Posts: 7
Registered: ‎09-18-2018

HDFS sorting files in GB

[ Edited ]



I am trying to automate the HDFS user space utilisation mail.

Everything went correct exept the sorting of the files in gb.when i tried with bytes it is giving the correct result but in other it is not coming the expected output.

please help me the get the correct output.

i ll provide the script which i run in bytes as well as human readable -h in hdfs file system.


#getting the current hdfs percentage in numeric value

CURRENT=$(hdfs dfs -df -h/ | grep / | awk '{ print $8}' | sed 's/%//g')

#current hdfs space utilisation
DiskFile=$(hdfs dfs -df -h)

HdfsReport=$(hdfs dfsadmin -report)

Diskuse=$(hdfs dfs -du  /user | sort -nr | head -10)

#To get results GB i have provided $(hdfs dfs -du -h  /user | sort -r | head -10)

if [ "$CURRENT" -gt "$THRESHOLD" ] ; then

mail -s 'HDFS Usage Housekeeping required', << EOF
HDFS usage in Cluster is above the threshold please run the clean-up scripts asap.
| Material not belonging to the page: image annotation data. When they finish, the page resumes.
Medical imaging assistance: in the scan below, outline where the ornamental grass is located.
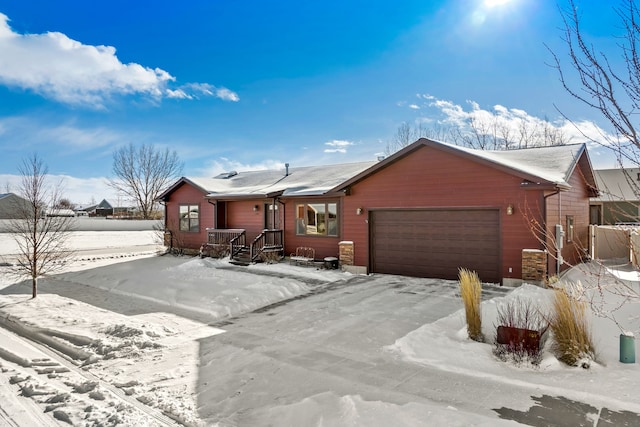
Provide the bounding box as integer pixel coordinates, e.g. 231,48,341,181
458,268,484,342
550,289,595,368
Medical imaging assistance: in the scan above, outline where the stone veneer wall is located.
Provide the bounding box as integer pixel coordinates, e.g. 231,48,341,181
522,249,547,284
339,242,354,265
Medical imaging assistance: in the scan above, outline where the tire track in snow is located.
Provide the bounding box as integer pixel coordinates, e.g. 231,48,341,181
0,318,182,427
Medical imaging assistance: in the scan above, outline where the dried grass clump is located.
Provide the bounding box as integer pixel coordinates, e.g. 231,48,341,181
493,298,549,367
458,268,484,342
551,289,595,368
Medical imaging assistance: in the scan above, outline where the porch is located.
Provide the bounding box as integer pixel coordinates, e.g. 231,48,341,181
200,228,284,263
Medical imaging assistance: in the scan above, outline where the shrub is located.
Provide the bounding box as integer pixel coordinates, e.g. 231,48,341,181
458,268,484,342
493,298,549,366
551,289,595,368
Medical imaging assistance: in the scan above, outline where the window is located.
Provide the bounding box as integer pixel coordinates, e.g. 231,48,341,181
180,205,200,233
566,215,573,243
296,202,338,236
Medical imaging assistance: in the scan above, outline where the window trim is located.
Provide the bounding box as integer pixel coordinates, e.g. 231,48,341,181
178,203,200,233
565,215,575,243
295,200,340,238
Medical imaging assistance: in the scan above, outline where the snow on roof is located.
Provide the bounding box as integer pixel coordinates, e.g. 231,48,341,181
440,143,585,186
187,161,377,198
591,168,640,202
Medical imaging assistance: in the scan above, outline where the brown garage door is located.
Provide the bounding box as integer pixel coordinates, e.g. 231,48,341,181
369,209,501,283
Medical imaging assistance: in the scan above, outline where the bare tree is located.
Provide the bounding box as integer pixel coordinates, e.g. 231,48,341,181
53,198,76,210
547,0,640,165
109,144,182,219
9,154,74,298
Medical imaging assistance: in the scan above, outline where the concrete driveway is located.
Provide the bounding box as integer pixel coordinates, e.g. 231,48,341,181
198,275,516,426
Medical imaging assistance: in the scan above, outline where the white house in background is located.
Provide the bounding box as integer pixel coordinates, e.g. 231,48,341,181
0,193,29,219
46,208,76,217
589,168,640,225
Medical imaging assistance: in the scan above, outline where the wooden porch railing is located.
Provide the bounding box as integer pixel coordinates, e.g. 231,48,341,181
229,230,247,259
207,228,245,245
201,228,246,256
249,229,284,261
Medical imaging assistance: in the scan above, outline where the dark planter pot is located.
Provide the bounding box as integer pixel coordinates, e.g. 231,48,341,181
496,325,546,353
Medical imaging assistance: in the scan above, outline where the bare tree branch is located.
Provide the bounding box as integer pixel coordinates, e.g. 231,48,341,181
9,154,74,298
109,144,182,219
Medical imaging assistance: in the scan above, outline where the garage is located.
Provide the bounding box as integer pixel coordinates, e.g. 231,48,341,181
369,209,501,283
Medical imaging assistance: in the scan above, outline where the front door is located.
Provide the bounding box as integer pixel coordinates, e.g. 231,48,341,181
264,203,280,230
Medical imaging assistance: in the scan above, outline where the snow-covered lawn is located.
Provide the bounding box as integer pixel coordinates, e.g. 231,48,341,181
0,231,640,426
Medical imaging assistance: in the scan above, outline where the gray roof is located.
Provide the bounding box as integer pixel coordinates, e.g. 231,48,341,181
158,138,595,199
591,168,640,202
334,138,597,192
175,161,377,199
447,144,585,186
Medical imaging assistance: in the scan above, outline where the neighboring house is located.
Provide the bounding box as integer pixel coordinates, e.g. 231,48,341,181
160,138,597,284
76,199,114,216
46,208,76,217
0,193,29,219
589,168,640,225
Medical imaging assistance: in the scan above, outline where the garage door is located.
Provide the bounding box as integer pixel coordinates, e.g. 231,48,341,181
369,209,501,283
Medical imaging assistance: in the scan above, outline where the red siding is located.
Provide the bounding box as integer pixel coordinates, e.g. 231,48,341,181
165,184,214,249
342,147,541,278
226,199,268,244
547,156,589,275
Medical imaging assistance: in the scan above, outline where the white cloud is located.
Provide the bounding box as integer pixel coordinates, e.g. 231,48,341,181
0,116,131,149
0,13,239,108
0,175,117,205
198,157,285,177
422,95,614,145
324,139,353,154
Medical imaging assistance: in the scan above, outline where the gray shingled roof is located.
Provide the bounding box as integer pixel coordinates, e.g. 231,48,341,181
591,168,640,202
166,139,586,199
187,161,376,199
447,144,585,186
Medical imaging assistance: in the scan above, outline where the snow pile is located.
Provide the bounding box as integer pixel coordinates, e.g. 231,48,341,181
0,294,222,426
387,282,640,409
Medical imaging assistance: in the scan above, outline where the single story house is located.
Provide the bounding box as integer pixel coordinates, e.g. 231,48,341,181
0,193,29,219
76,199,137,217
159,138,597,285
589,168,640,225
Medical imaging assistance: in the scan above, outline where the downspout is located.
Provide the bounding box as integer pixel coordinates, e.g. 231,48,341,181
271,197,278,229
542,189,562,274
556,190,564,276
273,197,287,256
207,199,218,228
160,200,173,250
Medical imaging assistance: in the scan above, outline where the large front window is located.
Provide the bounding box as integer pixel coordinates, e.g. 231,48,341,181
296,202,338,236
180,205,200,233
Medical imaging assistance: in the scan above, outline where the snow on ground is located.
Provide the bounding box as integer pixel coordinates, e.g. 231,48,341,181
388,265,640,418
0,230,640,426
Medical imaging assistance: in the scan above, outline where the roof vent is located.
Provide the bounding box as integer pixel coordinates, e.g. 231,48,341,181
216,171,238,179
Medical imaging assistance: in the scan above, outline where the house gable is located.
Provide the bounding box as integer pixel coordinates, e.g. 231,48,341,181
333,138,595,191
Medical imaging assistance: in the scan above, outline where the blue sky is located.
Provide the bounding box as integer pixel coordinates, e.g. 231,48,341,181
0,0,619,203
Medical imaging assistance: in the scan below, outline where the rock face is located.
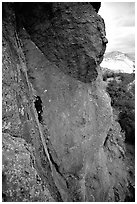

Used: $CURRENT%

Current disk utilization report is

Please find the Utilisation report of top ten users consuming the cluster



if [ "$CURRENT" -gt "$Critical" ] ; then

mail -s 'HDFS Admin Report', << EOF
HDFS usage in Cluster is above critical storage, please Find the Cluster report below






Please help me to sort out the this.

Thanks in advance

Posts: 7
Registered: ‎09-18-2018

Re: HDFS sorting files in GB

[ Edited ]

Diskuse=$(hdfs dfs -du /user |sort -n -r | awk '{print $1/1099511531398.98," GB",
$2/1099511531398.98," TB ", $3}'| head -10)



Diskuse=$(hdfs dfs -du /user |sort -n -r | awk '{print $1/1073741824," GB", 
$2/1073741824," TB ", $3}'| head -10)